The World on a STRING

Evolution of an ARTIST

VIOLINIST HILARY HAHN -- from marvel to mature musician, from Rodgers Forge to the world.

Cover Story

February 20, 2000|By Linell Smith | Linell Smith,Sun Staff

ST. LOUIS -- Hilary Hahn stands on the stage of the ornately gilded concert hall wearing clunky high-heeled loafers, black bell-bottom pants and a dark tank top. Her glorious waves of copper-colored hair pinned back, her antique violin in hand, she gazes fondly at her fellow musicians as if this rehearsal were actually a Welcome Home party.

It could be -- especially when the honored guest is Beethoven. This morning the young soloist and the members of the St. Louis Symphony Orchestra are rehearsing one of the most famous violin concertos in the repertoire: Beethoven's Concerto for Violin and Orchestra in D Major.

This young woman, barely out of her teens, has received a Grammy nomination for recording it with David Zinman and the Baltimore Symphony Orchestra. As she rehearses here in the former St. Louis movie palace, she bends gracefully across the composer's emotions like the ballet student she once was at the Peabody Conservatory in Baltimore.

During a break, concertmaster David Halen asks Hahn to play his violin: He wants to hear how it sings in her hands. He stands midway back in the empty hall listening raptly, the first of several orchestra members to request this favor. It's like watching Gelsey Kirkland dance in your pointe shoes, John Updike use your word processor: Some of the magic might rub off.

"I feel my violin is being played in a way that is in its purest form," Halen says later. "It's the purest sound with very little technical idiosyncrasy."

Accepting the notion of such mastery with such youth is challenging, but not nearly as much as it used to be.

"When she was 13, 14, you'd close your eyes and think you were listening to someone 50 years old with a lifetime of experience," says concert violinist Jaime Laredo. "And you'd open your eyes and there would be this little girl, a child who would bake cookies and bring them to class."

The child is now 20.

This past year, Hahn recorded her third CD, launched a U.S. and European recital tour, made her debut with the Berlin Philharmonic and performed at Lincoln Center. Along the way, she also soloed with a number of orchestras, appeared at chamber music festivals and even visited "Mr. Rogers' Neighborhood."

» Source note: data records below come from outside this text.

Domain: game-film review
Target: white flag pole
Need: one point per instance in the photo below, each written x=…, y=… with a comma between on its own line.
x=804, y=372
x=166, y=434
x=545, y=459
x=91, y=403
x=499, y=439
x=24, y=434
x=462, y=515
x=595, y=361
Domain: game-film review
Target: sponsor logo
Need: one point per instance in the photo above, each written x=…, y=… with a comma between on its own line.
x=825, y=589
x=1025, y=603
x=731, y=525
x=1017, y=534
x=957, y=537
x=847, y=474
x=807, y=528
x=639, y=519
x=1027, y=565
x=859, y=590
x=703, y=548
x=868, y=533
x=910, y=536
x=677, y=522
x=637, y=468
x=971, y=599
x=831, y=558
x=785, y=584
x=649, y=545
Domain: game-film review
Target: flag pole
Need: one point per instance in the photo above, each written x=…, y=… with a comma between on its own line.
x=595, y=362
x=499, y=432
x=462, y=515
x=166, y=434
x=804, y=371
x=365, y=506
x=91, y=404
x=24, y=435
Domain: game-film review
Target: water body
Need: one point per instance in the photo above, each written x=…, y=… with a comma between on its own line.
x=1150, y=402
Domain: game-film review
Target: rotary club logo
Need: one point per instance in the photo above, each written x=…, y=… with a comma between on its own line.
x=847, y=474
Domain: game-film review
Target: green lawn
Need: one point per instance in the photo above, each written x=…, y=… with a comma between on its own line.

Next month, after she returns from Europe and her first tour of Scandinavia, Hahn will perform in Maryland, close to her childhood home in Rodgers Forge. And she will no doubt record the experience in her Internet journal. For the past year, the violinist has written a travelogue, illustrated with digital photos, on a Web site provided for her by Sony, her recording company. She has described visits to more than 40 cities, reflecting on topics such as concert hall acoustics, recording sessions and how to order pizza in Italy: " 'Pepperoni' refers to 'bell peppers' and 'salami' (picante) to what we Americans call 'pepperoni.' "

"Touring is a more varied and interesting existence than I would have imagined," she says, in a break between practicing and rehearsing. "If you'd have asked me 10 years ago, I would have thought this life would be far more isolated. ... But I'm not separated from family, and I see people who I would normally keep up with only through letters. I get to work with a lot of great musicians -- many I wouldn't have expected to work with -- and see how they form their lives around their music and how they approach it."

This young woman with the marble-smooth skin, blue-green eyes and turned-up nose is not easily categorized. Her politeness and enthusiasm remind you of a college kid interviewing for a summer job. But she is also very firm about how much time she can spare to talk about herself; her career has progressed rapidly, and seamlessly, by maintaining a disciplined approach to her schedule.

Teachers also mention Hahn's extraordinary ability to concentrate and her drive for perfection, a trait that also impressed Sony recording producer Tom Frost.

Frost, who has produced all three of Hahn's CDs, first worked with her when she was 16. They were using the acoustically sublime Troy Savings Bank Music Hall in Albany, N.Y., to record the teen-ager's debut album, a solo performance of the music of Bach. The project was a tall order for the most seasoned of musicians, Frost recalls, and in this instance, the weather was no friend. Summer sessions in the hall, which was not air-conditioned, were hellishly hot. The March recordings, done without heat because of the noise of the system, were frigid.

Recording at night to lessen the interference of traffic sounds, Hahn seemed oblivious to temperature extremes as well as to the clock. She reluctantly ended one session at 5 in the morning, Frost remembers, only so she could pack and catch the plane for her next concert engagement.

"She kept on playing for hours and hours, almost without stopping. She never complained, she just kept on going," he says. "She was the least tired of any of us -- because of the energy the music gives her."